Cointelegraph Türkiye bugüne nasıl geldi?
Türkçe versiyon üç yıl önce yayına başladığında, ondan sorumlu olan ekip bir editör (bendeniz) ve iki çevirmenden oluşuyordu. 2022 başına kadar da böyle devam ettik. Çevirmenlerden beklenti, global versiyonda çıkan haberlerin hızlı ve zamanında Türkçeleştirilmesinden ibaretti. Geri kalan her şey editörün sorumluluğundaydı. İçeriği dışarıda tuttuğumuzda, Cointelegraph gibi kritik bir markanın Türkiye’deki tüm faaliyetleri, iş birlikleri, toplantı katılımları, röportajlar ve daha nicesi, pratikte tek bir kişinin üzerinden dönüyordu.
Kriptomeda CEO’su ve artık Cointelegraph Türkiye’nin de çiçeği burnunda CEO’su olan Eray Dengiz bana Türkçe versiyonu franchise olarak almakla ilgili fikir sorduğunda, global versiyonun editörlerinden biriydim. Türkçe ekibin başında uzun yıllar birlikte çalıştığımız sevgili arkadaşım Emre Günen vardı. İki kişilik bir sosyal medya ekibimiz hatta hafta sonu yazarımız bile mevcuttu. Yine de, global ekibin büyüklüğü ve çalıştığı yoğun tempoyla kıyasladığımda, tamamı evden çalışan bu kısıtlı ekibin, Cointelegraph markasını Türkiye’de gerçek potansiyeline taşımasına imkan olmadığını net olarak görebiliyordum.
Cointelegraph Türkiye 2.0 ile tanışın
Aylar süren yorucu ve stresli bir anlaşma sürecinin ardından Cointelegraph nihayet onu layıkıyla temsil edecek bir Türkçe versiyona kavuştu. Kriptomeda, bana göre Türkiye’nin en büyük, ama daha da önemlisi en özverili kripto para medyası. Bünyesinde hem kalabalık hem de yetenekli bir ekip barındırıyor. Ofislerini her ziyaret ettiğimde genç arkadaşlarımın gözlerindeki ışıltıyı görebiliyorum (belki ekonomi iyiye gittiği içindir, kim bilir).

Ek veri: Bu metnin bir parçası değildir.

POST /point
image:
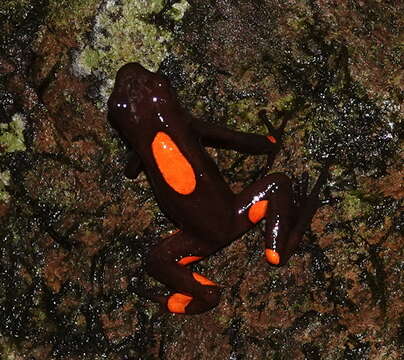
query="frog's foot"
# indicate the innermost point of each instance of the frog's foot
(306, 209)
(275, 135)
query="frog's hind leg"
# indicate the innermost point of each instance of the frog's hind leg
(168, 262)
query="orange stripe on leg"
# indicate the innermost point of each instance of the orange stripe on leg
(188, 260)
(257, 211)
(271, 139)
(272, 256)
(203, 280)
(173, 165)
(178, 302)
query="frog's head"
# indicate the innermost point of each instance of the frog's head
(138, 96)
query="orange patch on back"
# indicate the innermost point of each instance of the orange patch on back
(175, 168)
(188, 260)
(203, 280)
(272, 256)
(271, 139)
(178, 302)
(257, 211)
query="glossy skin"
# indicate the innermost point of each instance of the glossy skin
(168, 144)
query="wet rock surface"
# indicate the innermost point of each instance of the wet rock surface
(74, 231)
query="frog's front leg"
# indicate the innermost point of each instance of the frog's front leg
(271, 198)
(168, 262)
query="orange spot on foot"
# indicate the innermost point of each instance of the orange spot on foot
(203, 280)
(271, 139)
(257, 211)
(272, 256)
(188, 260)
(178, 302)
(173, 165)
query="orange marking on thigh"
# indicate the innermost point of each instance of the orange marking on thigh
(203, 280)
(175, 168)
(272, 256)
(257, 211)
(271, 139)
(188, 260)
(178, 302)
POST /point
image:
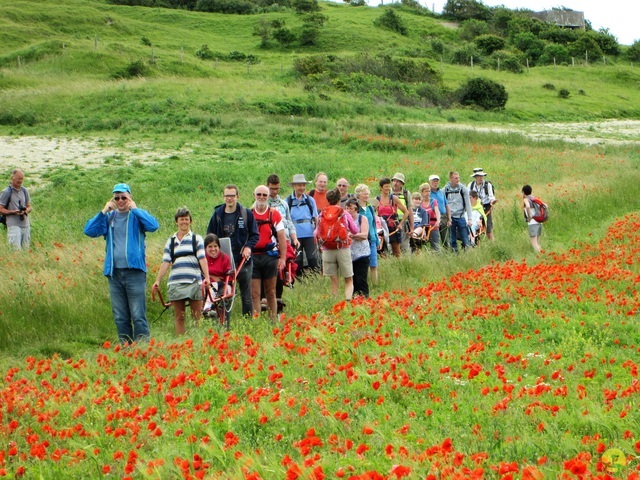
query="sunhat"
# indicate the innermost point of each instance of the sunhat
(298, 178)
(398, 176)
(121, 187)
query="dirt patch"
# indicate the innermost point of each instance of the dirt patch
(39, 155)
(610, 132)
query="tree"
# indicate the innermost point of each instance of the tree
(483, 93)
(460, 10)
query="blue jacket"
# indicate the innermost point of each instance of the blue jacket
(243, 235)
(138, 223)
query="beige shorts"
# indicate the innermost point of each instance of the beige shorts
(334, 260)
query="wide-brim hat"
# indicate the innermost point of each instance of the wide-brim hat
(398, 176)
(298, 178)
(121, 188)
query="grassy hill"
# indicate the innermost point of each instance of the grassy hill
(58, 61)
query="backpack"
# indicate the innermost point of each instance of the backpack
(271, 248)
(540, 209)
(389, 213)
(194, 242)
(304, 202)
(332, 232)
(3, 218)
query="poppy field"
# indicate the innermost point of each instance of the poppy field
(512, 371)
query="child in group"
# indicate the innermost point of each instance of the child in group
(219, 266)
(478, 217)
(420, 222)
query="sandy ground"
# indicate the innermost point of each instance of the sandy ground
(37, 155)
(611, 132)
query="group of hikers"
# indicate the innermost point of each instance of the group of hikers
(332, 231)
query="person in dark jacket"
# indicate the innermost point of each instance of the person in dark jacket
(236, 222)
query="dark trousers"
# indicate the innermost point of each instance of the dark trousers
(360, 272)
(308, 248)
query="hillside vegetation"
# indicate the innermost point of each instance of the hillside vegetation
(89, 66)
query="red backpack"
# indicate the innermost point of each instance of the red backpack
(540, 209)
(332, 232)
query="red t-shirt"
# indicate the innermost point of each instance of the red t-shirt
(219, 266)
(264, 227)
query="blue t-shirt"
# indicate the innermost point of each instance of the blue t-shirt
(120, 240)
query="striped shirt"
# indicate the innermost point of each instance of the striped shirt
(186, 266)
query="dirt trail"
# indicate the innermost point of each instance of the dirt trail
(37, 155)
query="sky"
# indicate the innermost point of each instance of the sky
(619, 16)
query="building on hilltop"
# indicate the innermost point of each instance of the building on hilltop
(562, 18)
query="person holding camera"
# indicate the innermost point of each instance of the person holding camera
(124, 226)
(15, 205)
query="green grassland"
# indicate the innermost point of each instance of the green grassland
(229, 122)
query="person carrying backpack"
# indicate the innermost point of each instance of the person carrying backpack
(535, 214)
(486, 196)
(333, 233)
(459, 210)
(304, 214)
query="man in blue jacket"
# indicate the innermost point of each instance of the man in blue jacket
(238, 223)
(124, 226)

İnsan yüzü görmeksizin, global bir markayı üç yıl boyunca evdeki kanepeden temsil etmek oldukça yorucu bir iş. Emre Günen biraz nefes almak ve enerji toplayabileceği yeni projelere odaklanmak için görevinden ayrıldı. Yerine, aldığı her kararda, attığı birçok adımda bana kendi gençliğimizi hatırlatan Hazal Orta, Cointelegraph Türkiye yönetici editörü olarak sahaya çıktı.
Cointelegraph Türkiye video kanalı açıldı. Arka planda şampiyonlar ligi bir prodüksiyon ekibi var. Uçtan uca dijital dünyanın tamamını en etkili şekilde kapsama ve Cointelegraph markasını büyütme görevi, Kriptomeda’nın diğer yayınlarında müthiş işler yapan Ali Tunç’a emanet.
Yaklaşık bir buçuk yıldır Cointelegraph global versiyonunda editör olarak çalışıyorum ve Türkiye’de faaliyetlerin, globaldeki kalite ve kapsama bu kadar hızlı yaklaştığını görmek benim için son derece keyif verici.
Bugüne kadar, yukarıda paylaştığım sebepler nedeniyle Cointelegraph’ın Türkçe bir versiyonu olduğundan dahi haberi olmayan ekosistem paydaşlarını, bu büyüleyici yolculuğa eşlik etmeye davet ediyorum. Marka büyük, ekip büyük, vizyon büyük: Cointelegraph Türkiye artık emin ellerde!